The computer version of Field of Glory satisfies two itches at once. First, it is a very simple and very fast playing wargame, well adapted from what is, by all accounts, a very good miniature rule set. Second, it is an ancients game, and we all know that I can go on forever about that setting.
I only had a passing familiarity with the rules until I got the PC game so I wasn’t quite sure how all the support rules and rallying worked but like its predecessor, Great Battles of History, it is a good enough translation of the table top rules that I am actually confident that I could pick up a Field of Glory manual and play the game.
The computer game has 18 scenarios and I’ve already blown through almost all of them from at least one side. The scenarios play very quickly and have some of the funky stuff that inevitably happens in miniature gaming.

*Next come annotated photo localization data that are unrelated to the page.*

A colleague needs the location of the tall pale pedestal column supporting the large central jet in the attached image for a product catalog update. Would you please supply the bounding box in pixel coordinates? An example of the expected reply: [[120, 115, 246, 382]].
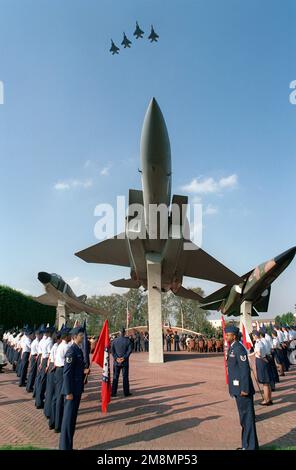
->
[[146, 254, 163, 364]]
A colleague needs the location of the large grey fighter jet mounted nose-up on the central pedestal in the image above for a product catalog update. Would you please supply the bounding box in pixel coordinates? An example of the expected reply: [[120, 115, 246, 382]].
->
[[75, 98, 243, 300]]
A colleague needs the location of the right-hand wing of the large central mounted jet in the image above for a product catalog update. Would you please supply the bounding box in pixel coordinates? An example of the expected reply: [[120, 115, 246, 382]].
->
[[181, 240, 243, 286]]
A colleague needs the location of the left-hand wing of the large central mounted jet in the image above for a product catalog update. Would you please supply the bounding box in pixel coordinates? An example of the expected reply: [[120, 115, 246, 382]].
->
[[75, 234, 130, 267]]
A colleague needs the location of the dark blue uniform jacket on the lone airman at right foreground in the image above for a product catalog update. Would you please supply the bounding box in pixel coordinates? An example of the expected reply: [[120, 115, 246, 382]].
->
[[227, 341, 255, 397]]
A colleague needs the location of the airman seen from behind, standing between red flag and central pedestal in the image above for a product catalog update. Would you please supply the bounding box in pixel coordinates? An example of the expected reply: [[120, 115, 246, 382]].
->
[[111, 328, 132, 397]]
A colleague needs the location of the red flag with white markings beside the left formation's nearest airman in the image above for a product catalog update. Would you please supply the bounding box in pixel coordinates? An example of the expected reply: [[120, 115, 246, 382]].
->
[[92, 320, 111, 413]]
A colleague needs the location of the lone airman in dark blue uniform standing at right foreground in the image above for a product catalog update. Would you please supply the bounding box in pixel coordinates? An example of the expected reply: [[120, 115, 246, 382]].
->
[[225, 325, 258, 450]]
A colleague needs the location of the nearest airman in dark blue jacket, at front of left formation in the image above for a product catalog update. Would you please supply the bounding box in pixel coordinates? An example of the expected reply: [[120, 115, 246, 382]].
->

The battles break up into two or three discrete portions, there is a rush to hit to the victory point cap (based on routing or disrupting a certain number of enemy units) regardless of the real tactical situation, the role of leaders in ancient warfare is fudged, unit definitions are not subtle or malleable…
And all I can think of is how much I want to keep playing this game. The 18 scenarios are not nearly enough, especially since a lot of major battles aren’t touched (Zama, Cannae, Pydna, Telamon, etc.) and a lot of armies are just absent. The Late Macedonians are the only Successor army, there are no Pontines or even an Alexandrian army. And there are some really stupid spelling errors in parts of the game.

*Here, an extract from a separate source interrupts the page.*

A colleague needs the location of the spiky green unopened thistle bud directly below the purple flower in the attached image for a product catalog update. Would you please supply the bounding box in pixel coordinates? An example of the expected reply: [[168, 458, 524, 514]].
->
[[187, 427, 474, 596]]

On the battle side, Field of Glory comes with one of the most user friendly editors I’ve ever encountered, so I expect good scenarios to come to light very quickly. I could even build a few, I suppose – it’s that easy to use. There’s not really an army builder, though, which is a big part of the appeal of miniature gaming. You can’t have everything, though, and the editor is a real gem as it stands now.

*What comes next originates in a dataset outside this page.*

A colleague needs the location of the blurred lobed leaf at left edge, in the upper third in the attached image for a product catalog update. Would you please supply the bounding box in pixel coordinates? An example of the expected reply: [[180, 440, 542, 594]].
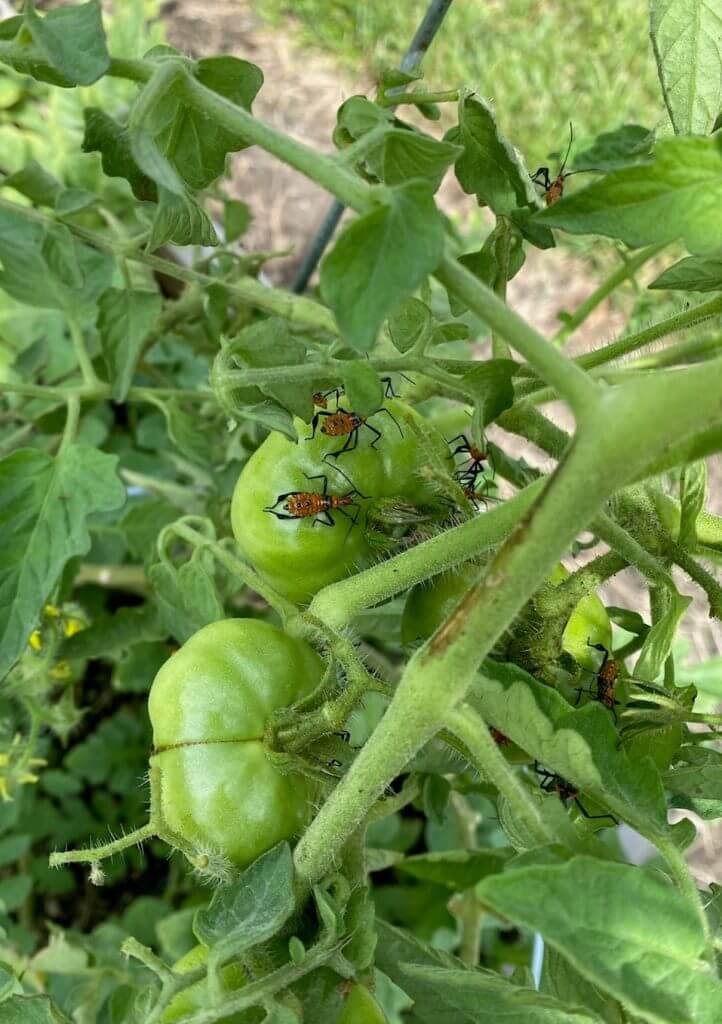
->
[[0, 202, 114, 311]]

The AI needs to be stronger, and I wonder if this is a problem inherent in the simple wargame rules of a miniature set. Though the calculations here are relatively simple, I see little evidence of the computer thinking too far ahead or putting itself in a position where it can roll up a flank with superior units if not superior numbers. The victory system puts a premium on routing the enemy, of course, but the computer opponent seems to be a little careless about putting its own weakened units in harm’s way. The Great Battles games had this same problem, and that’s a much more complex game than a standard miniature ruleset.
In spite of this, the elegant editor, strong MP game and faithful translation of the rules – not to mention the setting – makes Field of Glory my favorite wargame of the year so far. Is it the best of the year? Not so sure about that. But I look forward to new content.
EDIT: Just realized how negative this post seems…
I love how simple and clear the game is. Skirmishers aren’t just cannon fodder, but are useful arms. Legions and Phalanxes feel properly balanced in spite of the fudging with scale and frontages. Terrain effects are important, but not over riding concerns, reflecting the fact that – most of the time – an army wouldn’t fight anywhere near terrain that would screw it entirely.